The controversial case affecting Leo XIV runs the risk of being closed falsely, without truth or reparation for the victims
The Lute Case
Ana María Quispe was 11 years old when the priest Eleuterio Vásquez González, alias “Lute,” tricked her into going to Cueva Blanca, an isolated village in the sierra of Ferreñafe, six hours from her family home in Chiclayo. During the night, Ana María suffered very serious sexual abuse at the hands of the diocesan priest. Along with Ana María, two more victims reported: one of them experienced the same situation in the same village just two months later, when she was 9 years old. The third victim experienced an episode of libidinous behavior in the parish house of La Victoria, in Chiclayo, by Lute when she was 13 years old.
Under the pretext of carrying out missionary activities, Lute persuaded the minors and their parents to accept the trip and overnight stay in the sierra. Once there, the girls discovered that there were no such missionary activities. The stay where Lute made them spend the night had only one bed of reduced dimensions. There the priest committed the sexual abuses, while another adult linked to the parish spent the night outside, sleeping in the vehicle they used to travel.
This terrible case was reported in April 2022 to the then Bishop Prevost, and its management has generated much controversy. The journalist Elise Allen mentions it extensively in the supervised and authorized interview-biography by Leo XIV, defending that the management of the process by Bishop Prevost would have been impeccable. The same conclusion has been reached by media outlets such as El País or Religión Digital, for whom questioning how the canonical process against the pedophile priest Lute was managed would be an ultraconservative conspiracy.
What no one denies is that, three years later, the Lute case has not been resolved. There is no sentence that determines the facts, sanctions the pedophile priest, and repairs the damage caused to the victims.

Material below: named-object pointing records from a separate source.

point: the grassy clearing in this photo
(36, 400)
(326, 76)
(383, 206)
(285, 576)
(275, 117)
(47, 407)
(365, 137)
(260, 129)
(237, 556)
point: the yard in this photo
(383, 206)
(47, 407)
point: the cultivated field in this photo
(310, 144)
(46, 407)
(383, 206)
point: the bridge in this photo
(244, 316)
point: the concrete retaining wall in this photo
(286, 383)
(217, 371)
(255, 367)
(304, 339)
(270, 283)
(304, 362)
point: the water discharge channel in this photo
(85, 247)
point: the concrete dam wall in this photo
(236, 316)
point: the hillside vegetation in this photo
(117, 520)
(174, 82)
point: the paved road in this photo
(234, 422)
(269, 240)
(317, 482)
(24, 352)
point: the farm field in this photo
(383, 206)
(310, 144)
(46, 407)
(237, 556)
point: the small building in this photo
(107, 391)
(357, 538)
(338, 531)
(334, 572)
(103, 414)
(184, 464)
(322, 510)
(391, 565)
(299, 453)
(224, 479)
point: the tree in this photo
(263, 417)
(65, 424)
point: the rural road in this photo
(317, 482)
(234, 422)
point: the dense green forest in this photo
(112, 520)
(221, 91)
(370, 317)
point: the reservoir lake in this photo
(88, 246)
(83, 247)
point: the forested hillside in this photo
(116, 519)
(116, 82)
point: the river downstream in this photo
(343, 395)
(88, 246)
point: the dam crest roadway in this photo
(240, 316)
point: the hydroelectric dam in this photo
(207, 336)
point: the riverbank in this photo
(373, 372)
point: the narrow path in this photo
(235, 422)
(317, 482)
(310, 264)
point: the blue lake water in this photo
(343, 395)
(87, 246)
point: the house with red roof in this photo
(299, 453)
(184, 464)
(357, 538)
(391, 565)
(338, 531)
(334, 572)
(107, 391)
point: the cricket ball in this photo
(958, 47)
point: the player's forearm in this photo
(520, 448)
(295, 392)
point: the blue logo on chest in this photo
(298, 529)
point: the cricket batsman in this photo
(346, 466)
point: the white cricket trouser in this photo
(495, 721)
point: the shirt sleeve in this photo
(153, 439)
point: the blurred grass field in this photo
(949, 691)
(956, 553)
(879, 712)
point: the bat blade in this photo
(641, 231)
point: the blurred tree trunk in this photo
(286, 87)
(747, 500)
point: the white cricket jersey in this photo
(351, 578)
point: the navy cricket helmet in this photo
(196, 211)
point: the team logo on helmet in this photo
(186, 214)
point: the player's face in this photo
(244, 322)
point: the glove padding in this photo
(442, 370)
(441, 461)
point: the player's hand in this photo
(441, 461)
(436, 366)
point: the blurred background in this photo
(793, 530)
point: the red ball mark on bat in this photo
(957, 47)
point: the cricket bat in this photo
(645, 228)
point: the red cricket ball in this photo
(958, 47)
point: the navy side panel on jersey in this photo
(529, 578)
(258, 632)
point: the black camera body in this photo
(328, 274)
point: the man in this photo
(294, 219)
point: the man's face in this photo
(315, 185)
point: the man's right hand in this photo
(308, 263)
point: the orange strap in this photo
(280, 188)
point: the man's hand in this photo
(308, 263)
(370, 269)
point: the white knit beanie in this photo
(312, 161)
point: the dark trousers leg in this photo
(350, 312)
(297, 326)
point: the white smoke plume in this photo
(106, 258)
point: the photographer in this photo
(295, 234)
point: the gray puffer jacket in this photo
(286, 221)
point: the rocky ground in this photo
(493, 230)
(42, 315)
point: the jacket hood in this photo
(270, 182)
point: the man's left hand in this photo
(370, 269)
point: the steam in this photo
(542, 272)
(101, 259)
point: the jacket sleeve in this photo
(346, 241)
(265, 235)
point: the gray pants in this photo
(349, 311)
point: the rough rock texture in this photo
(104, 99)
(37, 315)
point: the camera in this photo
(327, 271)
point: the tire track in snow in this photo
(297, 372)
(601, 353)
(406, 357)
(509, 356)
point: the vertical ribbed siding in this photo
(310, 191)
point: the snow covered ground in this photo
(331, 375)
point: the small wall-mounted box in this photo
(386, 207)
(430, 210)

The Trap to Avoid Investigation and Trial
While the victims continue to wait for justice, the process has taken an unexpected and alarming turn. According to what Friar Giampiero Gambaro told the complainants in a meeting held two days after the death of Pope Francis, Lute has formally requested Rome to grant him the grace of dispensation from the clerical state—a kind of “voluntary resignation” that, if approved by Rome, would immediately end the ecclesiastical judicial process as far as Lute is concerned. Gambaro assured the victims that, given the context of sede vacante, the request would be accepted by the new Pope in a matter of months, almost inevitably. In other words: there would be no investigation, no sentence, no accountability. Just a file closed in silence.
The proposal was presented to the victims as a done deal, an administrative procedure against which there was no room for opposition. “There is no other way out,” they were told. This version, however, is misleading and legally unsustainable. Canon Law establishes that the loss of the clerical state is not an automatic right of the priest, but an exceptional grace that only the Pope can grant or deny according to the good of the Church. And, more importantly, Vatican praxis is clear: while a penal process is ongoing, the dispensation cannot be processed. Allowing it would amount to deactivating the trial by the simple will of the accused to the detriment of the victims.
This escape mechanism is not new. Recent cases, such as that of the American bishop Howard Hubbard, have shown that Rome can reject these requests when there are open cases. Granting the dispensation to Lute in the middle of a process stalled for years would be, according to consulted jurists, an act of institutional cover-up of enormous gravity: it would erase any possibility of a sentence, deprive the victims of justice, and send a devastating message about the Church’s tolerance of sexual abuses committed by its clergy.